An der Kinokasse hätte er nur unwissendes Schulterzucken als Reaktion bekommen. "Nebenbei gesagt, laufen andere Filme - auf deutlich tieferem Niveau - mitunter dort sechs bis acht Wochen, das manchmal vor fünf bis zehn Zuschauern." Für ihn heiße das nun wohl, nach Berlin zu fahren und sich den Film dort anzuschauen. "Frankfurt gehen dadurch sicher 100 bis 150 Euro Kaufkraft verloren. Wenn man schon dort ist, geht man da auch shoppen und Abendbrot essen", kritisiert Lieberwirth.
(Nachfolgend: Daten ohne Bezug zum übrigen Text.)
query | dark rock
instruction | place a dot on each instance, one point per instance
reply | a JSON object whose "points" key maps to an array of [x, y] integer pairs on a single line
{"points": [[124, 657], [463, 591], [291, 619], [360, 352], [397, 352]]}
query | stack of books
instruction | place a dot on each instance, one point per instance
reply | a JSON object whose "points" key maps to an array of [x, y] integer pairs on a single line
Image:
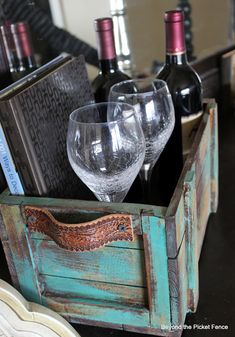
{"points": [[34, 114]]}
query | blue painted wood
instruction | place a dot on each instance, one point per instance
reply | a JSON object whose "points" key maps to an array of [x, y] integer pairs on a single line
{"points": [[87, 310], [108, 286], [107, 264], [213, 111], [71, 289], [21, 254], [154, 235], [191, 240]]}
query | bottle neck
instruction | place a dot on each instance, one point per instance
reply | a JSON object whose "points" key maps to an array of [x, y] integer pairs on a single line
{"points": [[108, 66], [176, 58], [175, 43], [106, 46]]}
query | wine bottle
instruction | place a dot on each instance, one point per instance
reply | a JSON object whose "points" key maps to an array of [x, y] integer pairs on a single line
{"points": [[109, 73], [186, 90], [5, 74], [24, 50]]}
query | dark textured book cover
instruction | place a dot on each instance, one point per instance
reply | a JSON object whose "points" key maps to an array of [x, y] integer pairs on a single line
{"points": [[35, 123]]}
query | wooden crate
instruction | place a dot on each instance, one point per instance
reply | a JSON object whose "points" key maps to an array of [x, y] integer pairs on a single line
{"points": [[147, 285]]}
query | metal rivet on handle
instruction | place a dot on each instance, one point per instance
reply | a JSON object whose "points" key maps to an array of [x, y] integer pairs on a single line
{"points": [[122, 228]]}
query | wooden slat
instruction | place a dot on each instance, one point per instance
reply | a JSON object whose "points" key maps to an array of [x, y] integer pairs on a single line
{"points": [[196, 155], [178, 279], [213, 111], [107, 314], [191, 234], [107, 264], [137, 243], [70, 289], [21, 256], [155, 248]]}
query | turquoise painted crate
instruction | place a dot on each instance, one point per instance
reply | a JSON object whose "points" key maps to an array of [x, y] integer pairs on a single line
{"points": [[147, 285]]}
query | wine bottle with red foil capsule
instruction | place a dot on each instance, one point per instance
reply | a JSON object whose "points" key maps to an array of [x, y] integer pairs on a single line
{"points": [[5, 74], [109, 73], [186, 90], [24, 49]]}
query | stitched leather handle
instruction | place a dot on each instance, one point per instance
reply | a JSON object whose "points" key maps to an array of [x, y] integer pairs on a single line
{"points": [[81, 237]]}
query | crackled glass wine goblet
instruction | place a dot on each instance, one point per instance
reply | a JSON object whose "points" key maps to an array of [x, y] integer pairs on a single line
{"points": [[154, 108], [106, 155]]}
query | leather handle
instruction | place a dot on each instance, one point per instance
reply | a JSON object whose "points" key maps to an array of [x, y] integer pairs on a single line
{"points": [[80, 237]]}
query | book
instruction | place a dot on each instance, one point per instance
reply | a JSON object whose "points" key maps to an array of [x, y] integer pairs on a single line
{"points": [[34, 75], [35, 122], [8, 167]]}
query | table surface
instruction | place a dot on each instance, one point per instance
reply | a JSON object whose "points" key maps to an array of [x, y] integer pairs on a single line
{"points": [[217, 262]]}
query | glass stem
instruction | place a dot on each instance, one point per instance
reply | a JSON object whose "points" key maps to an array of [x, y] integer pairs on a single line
{"points": [[145, 177]]}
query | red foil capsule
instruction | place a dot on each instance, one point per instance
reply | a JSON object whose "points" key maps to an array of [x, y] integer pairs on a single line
{"points": [[175, 39], [105, 37], [21, 32]]}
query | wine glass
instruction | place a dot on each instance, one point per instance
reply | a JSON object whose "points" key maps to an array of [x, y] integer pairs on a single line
{"points": [[154, 107], [106, 155]]}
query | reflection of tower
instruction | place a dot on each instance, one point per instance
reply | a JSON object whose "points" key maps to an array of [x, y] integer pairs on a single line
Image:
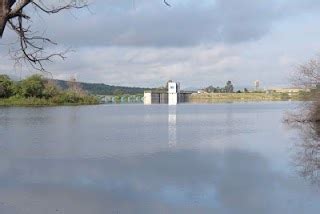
{"points": [[172, 126]]}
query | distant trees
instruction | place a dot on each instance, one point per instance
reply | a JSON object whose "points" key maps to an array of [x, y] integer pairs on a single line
{"points": [[6, 86], [227, 89], [38, 87]]}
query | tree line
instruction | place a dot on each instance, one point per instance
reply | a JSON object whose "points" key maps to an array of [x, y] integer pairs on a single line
{"points": [[228, 88], [38, 88]]}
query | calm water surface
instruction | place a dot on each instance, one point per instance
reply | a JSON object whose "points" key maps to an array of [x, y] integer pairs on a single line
{"points": [[223, 158]]}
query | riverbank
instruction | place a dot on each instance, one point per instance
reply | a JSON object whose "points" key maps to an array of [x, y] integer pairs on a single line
{"points": [[239, 97], [38, 91], [31, 101]]}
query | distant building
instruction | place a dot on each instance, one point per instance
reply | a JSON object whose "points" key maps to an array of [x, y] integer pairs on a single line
{"points": [[171, 95], [257, 85], [289, 90]]}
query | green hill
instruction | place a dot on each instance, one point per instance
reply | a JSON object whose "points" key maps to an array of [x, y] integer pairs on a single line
{"points": [[103, 89]]}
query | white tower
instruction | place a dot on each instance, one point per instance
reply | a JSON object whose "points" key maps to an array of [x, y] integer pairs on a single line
{"points": [[173, 91]]}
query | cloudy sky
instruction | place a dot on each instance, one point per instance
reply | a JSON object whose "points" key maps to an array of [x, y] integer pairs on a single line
{"points": [[196, 42]]}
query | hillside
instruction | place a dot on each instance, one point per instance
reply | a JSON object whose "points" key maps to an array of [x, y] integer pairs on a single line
{"points": [[103, 89]]}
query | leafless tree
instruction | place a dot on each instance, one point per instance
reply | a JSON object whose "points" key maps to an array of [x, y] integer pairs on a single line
{"points": [[307, 152], [32, 45], [308, 74]]}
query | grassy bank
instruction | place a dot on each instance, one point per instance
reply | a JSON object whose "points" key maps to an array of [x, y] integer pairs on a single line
{"points": [[33, 101], [38, 91], [231, 97]]}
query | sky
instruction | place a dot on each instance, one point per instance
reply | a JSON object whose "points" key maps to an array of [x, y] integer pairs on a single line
{"points": [[196, 42]]}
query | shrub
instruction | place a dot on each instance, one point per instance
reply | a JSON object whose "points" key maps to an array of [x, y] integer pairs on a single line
{"points": [[5, 86], [33, 86]]}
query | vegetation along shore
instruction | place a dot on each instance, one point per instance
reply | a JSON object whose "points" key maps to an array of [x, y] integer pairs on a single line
{"points": [[39, 91]]}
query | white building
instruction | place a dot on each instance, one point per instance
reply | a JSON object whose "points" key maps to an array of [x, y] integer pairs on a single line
{"points": [[173, 93]]}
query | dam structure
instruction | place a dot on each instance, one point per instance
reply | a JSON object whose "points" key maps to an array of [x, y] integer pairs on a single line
{"points": [[172, 95]]}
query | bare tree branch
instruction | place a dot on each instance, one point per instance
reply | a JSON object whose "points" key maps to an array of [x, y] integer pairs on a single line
{"points": [[31, 45]]}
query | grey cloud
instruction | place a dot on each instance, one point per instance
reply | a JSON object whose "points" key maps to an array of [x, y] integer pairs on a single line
{"points": [[152, 24]]}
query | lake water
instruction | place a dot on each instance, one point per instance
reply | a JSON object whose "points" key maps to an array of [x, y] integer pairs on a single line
{"points": [[219, 158]]}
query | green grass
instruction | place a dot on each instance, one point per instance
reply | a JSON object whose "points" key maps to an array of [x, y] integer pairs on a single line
{"points": [[31, 101], [227, 97]]}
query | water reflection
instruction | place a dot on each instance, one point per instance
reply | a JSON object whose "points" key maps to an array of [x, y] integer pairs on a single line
{"points": [[226, 159], [307, 157], [172, 126]]}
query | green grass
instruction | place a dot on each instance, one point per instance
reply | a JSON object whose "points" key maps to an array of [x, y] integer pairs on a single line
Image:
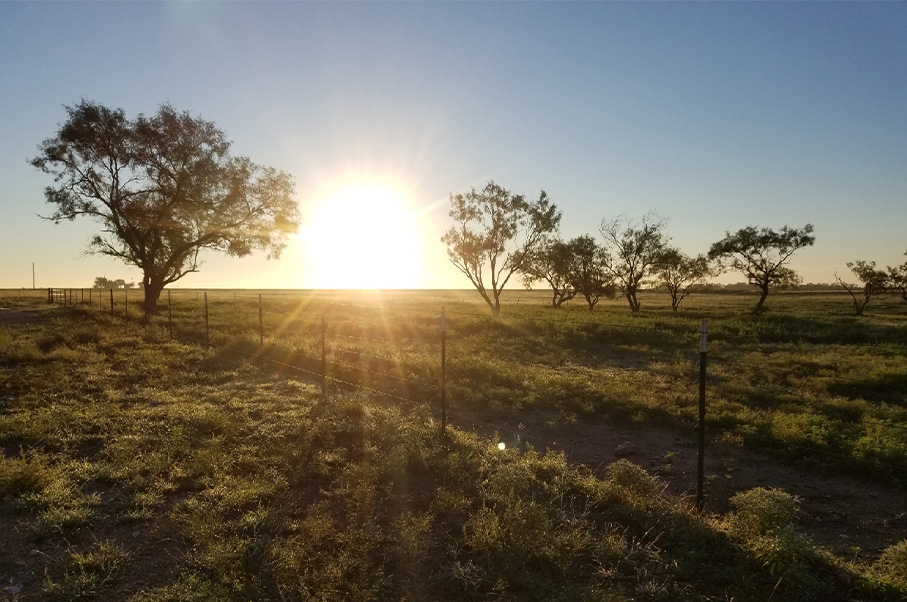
{"points": [[144, 469]]}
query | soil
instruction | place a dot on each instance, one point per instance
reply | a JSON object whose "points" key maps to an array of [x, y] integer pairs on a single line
{"points": [[851, 516]]}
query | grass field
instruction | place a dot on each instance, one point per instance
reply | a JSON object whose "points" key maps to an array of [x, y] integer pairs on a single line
{"points": [[210, 467]]}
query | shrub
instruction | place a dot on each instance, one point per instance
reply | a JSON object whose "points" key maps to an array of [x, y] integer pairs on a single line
{"points": [[764, 521]]}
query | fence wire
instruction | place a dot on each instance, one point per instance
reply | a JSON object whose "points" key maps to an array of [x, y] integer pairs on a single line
{"points": [[599, 328]]}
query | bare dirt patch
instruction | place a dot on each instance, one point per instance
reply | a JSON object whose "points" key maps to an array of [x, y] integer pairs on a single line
{"points": [[21, 316]]}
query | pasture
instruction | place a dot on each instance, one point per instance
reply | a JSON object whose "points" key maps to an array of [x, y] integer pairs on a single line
{"points": [[202, 456]]}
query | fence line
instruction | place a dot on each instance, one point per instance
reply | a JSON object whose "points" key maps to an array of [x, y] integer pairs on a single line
{"points": [[67, 296]]}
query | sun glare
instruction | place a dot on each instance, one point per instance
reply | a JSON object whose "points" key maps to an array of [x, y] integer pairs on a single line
{"points": [[362, 236]]}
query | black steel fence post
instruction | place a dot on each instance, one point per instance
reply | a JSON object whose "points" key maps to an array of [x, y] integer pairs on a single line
{"points": [[700, 460], [443, 371], [323, 361]]}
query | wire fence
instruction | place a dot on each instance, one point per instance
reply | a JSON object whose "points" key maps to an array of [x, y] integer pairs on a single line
{"points": [[342, 349]]}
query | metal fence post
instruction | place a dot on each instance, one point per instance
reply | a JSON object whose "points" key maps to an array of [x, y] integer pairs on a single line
{"points": [[700, 460], [443, 370], [323, 361]]}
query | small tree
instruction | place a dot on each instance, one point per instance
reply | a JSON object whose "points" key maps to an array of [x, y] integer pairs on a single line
{"points": [[551, 263], [162, 188], [103, 282], [679, 273], [633, 250], [897, 277], [495, 235], [762, 255], [873, 282], [587, 270]]}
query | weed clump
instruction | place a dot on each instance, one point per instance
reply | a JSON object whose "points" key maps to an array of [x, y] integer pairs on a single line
{"points": [[891, 567], [88, 574], [764, 522], [21, 476]]}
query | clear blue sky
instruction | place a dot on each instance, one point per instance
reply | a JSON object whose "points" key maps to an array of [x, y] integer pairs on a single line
{"points": [[717, 115]]}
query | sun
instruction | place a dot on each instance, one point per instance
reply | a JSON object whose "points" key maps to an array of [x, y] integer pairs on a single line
{"points": [[362, 236]]}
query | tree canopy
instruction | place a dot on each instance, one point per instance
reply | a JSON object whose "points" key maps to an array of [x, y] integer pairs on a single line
{"points": [[633, 251], [551, 263], [162, 188], [873, 280], [762, 255], [495, 235], [587, 270], [678, 274]]}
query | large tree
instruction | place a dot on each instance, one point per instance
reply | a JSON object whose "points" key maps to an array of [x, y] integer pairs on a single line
{"points": [[162, 188], [679, 273], [551, 263], [873, 281], [588, 273], [762, 255], [634, 250], [495, 235]]}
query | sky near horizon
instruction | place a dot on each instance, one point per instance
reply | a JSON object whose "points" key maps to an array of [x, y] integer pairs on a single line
{"points": [[715, 115]]}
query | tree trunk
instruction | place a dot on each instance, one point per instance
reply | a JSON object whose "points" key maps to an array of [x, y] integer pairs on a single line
{"points": [[758, 308], [153, 287], [631, 299]]}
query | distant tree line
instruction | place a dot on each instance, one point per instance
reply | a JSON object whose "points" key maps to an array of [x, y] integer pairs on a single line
{"points": [[873, 281], [103, 282], [498, 234]]}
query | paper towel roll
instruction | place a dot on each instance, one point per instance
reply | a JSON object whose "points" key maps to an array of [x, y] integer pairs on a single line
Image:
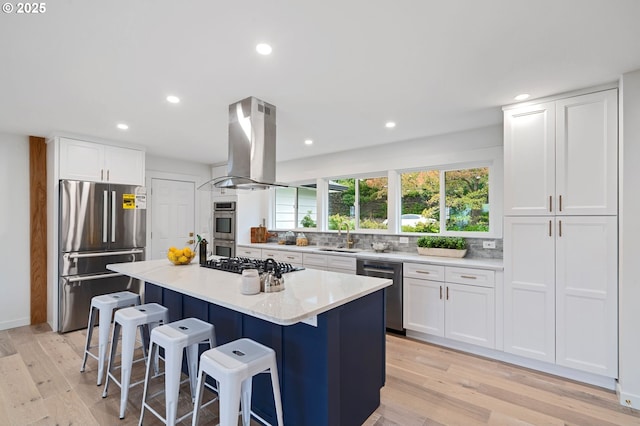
{"points": [[250, 281]]}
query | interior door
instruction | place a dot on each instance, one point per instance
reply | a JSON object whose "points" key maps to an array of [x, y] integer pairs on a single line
{"points": [[172, 215]]}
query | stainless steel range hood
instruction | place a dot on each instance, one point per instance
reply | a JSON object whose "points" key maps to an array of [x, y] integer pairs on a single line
{"points": [[252, 147]]}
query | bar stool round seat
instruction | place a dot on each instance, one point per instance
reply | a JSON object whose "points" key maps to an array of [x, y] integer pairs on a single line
{"points": [[103, 307], [233, 366], [129, 321], [176, 337]]}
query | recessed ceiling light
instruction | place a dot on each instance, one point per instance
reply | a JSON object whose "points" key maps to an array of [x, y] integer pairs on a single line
{"points": [[264, 49]]}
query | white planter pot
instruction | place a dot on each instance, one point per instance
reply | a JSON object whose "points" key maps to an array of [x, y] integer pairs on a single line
{"points": [[424, 251]]}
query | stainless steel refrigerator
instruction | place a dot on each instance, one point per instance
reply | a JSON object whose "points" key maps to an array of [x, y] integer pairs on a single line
{"points": [[99, 224]]}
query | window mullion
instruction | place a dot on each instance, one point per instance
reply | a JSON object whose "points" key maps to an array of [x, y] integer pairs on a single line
{"points": [[443, 203]]}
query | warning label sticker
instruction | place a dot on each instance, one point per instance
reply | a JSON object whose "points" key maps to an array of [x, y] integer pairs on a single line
{"points": [[128, 201]]}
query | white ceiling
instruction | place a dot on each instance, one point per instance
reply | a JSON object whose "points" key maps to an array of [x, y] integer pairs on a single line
{"points": [[339, 69]]}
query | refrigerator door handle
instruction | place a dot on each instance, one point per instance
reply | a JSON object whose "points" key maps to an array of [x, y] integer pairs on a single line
{"points": [[92, 277], [105, 216], [104, 253], [113, 216]]}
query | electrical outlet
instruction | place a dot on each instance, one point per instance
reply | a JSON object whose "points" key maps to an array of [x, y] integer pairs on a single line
{"points": [[488, 244]]}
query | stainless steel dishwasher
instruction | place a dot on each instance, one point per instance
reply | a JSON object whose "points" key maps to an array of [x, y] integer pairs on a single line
{"points": [[393, 294]]}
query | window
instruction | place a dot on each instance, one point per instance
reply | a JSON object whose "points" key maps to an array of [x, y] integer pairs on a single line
{"points": [[295, 208], [362, 198], [467, 199], [455, 200]]}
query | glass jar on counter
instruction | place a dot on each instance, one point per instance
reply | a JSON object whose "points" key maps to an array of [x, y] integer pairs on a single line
{"points": [[301, 240]]}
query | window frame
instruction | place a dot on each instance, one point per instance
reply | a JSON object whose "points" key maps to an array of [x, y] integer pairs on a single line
{"points": [[274, 213], [442, 169]]}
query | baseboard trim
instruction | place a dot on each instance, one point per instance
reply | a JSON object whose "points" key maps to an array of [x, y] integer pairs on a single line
{"points": [[627, 399], [6, 325], [545, 367]]}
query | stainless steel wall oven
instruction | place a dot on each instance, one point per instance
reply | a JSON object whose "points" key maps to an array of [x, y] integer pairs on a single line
{"points": [[224, 228]]}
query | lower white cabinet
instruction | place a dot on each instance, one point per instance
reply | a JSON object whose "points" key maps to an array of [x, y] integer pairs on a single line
{"points": [[459, 311], [470, 313], [561, 291]]}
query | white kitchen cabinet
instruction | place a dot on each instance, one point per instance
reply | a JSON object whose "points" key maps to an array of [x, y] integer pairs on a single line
{"points": [[529, 292], [561, 290], [586, 294], [251, 252], [88, 161], [462, 309], [346, 265], [470, 314], [561, 157], [423, 306], [529, 160], [292, 257]]}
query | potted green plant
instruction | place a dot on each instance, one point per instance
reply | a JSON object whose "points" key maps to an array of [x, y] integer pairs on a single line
{"points": [[442, 246]]}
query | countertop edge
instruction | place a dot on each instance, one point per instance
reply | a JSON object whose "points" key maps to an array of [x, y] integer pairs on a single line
{"points": [[397, 256]]}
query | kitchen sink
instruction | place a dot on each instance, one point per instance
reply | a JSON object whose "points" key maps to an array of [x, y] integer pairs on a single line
{"points": [[339, 249]]}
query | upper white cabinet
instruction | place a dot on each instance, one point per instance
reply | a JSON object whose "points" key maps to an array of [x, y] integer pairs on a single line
{"points": [[81, 160], [561, 157]]}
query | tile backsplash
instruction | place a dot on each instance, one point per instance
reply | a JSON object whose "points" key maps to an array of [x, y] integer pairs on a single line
{"points": [[363, 241]]}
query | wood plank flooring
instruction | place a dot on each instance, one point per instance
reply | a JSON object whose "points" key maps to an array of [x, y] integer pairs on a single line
{"points": [[41, 384]]}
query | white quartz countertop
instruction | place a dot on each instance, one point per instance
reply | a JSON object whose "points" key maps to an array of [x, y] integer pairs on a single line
{"points": [[397, 256], [306, 294]]}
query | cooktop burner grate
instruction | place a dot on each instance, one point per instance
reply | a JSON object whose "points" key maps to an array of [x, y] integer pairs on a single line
{"points": [[238, 264]]}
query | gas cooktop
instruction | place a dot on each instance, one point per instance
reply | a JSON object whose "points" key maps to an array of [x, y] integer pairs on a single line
{"points": [[238, 264]]}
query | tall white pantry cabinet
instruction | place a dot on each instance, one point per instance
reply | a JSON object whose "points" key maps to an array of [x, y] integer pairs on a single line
{"points": [[561, 232]]}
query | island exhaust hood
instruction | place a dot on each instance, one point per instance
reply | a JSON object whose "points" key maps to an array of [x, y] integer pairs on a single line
{"points": [[252, 147]]}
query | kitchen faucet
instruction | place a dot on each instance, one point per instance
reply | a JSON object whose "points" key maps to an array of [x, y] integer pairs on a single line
{"points": [[349, 240]]}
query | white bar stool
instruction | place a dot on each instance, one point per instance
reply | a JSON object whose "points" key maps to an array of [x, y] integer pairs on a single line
{"points": [[105, 305], [175, 337], [129, 320], [233, 365]]}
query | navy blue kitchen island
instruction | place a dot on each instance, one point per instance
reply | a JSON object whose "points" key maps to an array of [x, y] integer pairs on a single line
{"points": [[331, 367]]}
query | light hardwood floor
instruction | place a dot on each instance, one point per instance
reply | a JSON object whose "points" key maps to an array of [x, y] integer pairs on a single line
{"points": [[41, 384]]}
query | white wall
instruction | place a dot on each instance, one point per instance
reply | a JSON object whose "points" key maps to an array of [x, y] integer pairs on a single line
{"points": [[472, 145], [14, 231], [629, 231], [169, 168]]}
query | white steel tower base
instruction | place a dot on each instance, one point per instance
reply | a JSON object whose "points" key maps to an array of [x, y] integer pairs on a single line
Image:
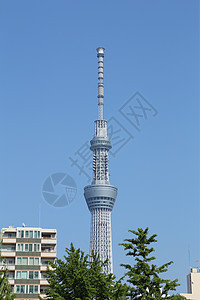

Beim Frankfurter CineStar kann man die Kritik zum Teil verstehen. "Wir zeigen in der Tat überwiegend Blockbuster - also Filme für die breite Masse. Allerdings haben wir darauf kaum Einfluss und sind in erster Linie von den Verleihern abhängig. Diese entscheiden, welchem Kino sie ihre Kopien geben", erklärt CineStar-Theaterleiterin Rita Fago. Ansonsten ist bei der Zentrale in Lübeck eine eigene Abteilung dafür zuständig, was in den einzelnen Kinos läuft.
Doch natürlich können die Besucher Wünsche äußern. "Wir sind für Rückmeldungen oder Vorschläge immer dankbar. Beispielsweise auf unserer Internetseite kann man diese äußern, sie werden dann von den Verantwortlichen gerne aufgenommen", berichtet Rita Fago.
Darüber hinaus hat sie für Menschen, die auch Filme abseits des Mainstreams sehen wollen, einen weiteren Tipp. "Seit der Eröffnung unseres Kinos vor 16 Jahren haben wir die Reihe ,Cinemathek' etabliert. Immer montags zeigen wir dort einen alternativen Film, der im normalen Programm nicht läuft. Die Nachfrage ist sehr groß, zuletzt war der Streifen ,Sein letztes Rennen' mit Dieter Hallervorden sogar ausverkauft", erzählt sie. Neben dem alternativen Programm gibt es einen weiteren Vorteil: Der Eintrittspreis von fünf Euro fällt im Vergleich recht gering aus. Darüber hinaus gibt es regelmäßige Live-Übertragungen aus der Metropolitan Opera New York.
Als weitere Alternative gibt es den gemeinnützigen Verein "Kleines Kino". "Da wir alle ehrenamtlich tätig sind und Fördermittel vom Filmverband Brandenburg erhalten, können wir uns den Luxus leisten und nichtkommerzielle Filme zeigen", berichtet Vorstandmitglied und Kassenwart Günter Bönisch. Das Kleine Kino feierte 1993 Premiere und hatte seitdem 49 448 Besucher, was einem Durchschnitt von 88 Gästen pro Veranstaltung entspricht - Tendenz steigend. Regelmäßig gibt es nach der Vorstellung Diskussionen mit dem Regisseur. Der Eintritt beträgt auch hier fünf Euro (ermäßigt drei Euro).
Was gespielt wird, suchen die Mitglieder des Kleinen Kinos gemeinsam aus. "Leider können wir selten aktuelle Filme zeigen, da die Verleiher diese zunächst für größere Kinos verwenden. Aber wir sind mit unserer Auswahl durchaus zufrieden und haben mittlerweile ein treues Stammpublikum", erzählt Bönisch und weist zudem auf das 3. Open-Air auf dem Ziegenwerder vom 19. bis 23. August hin.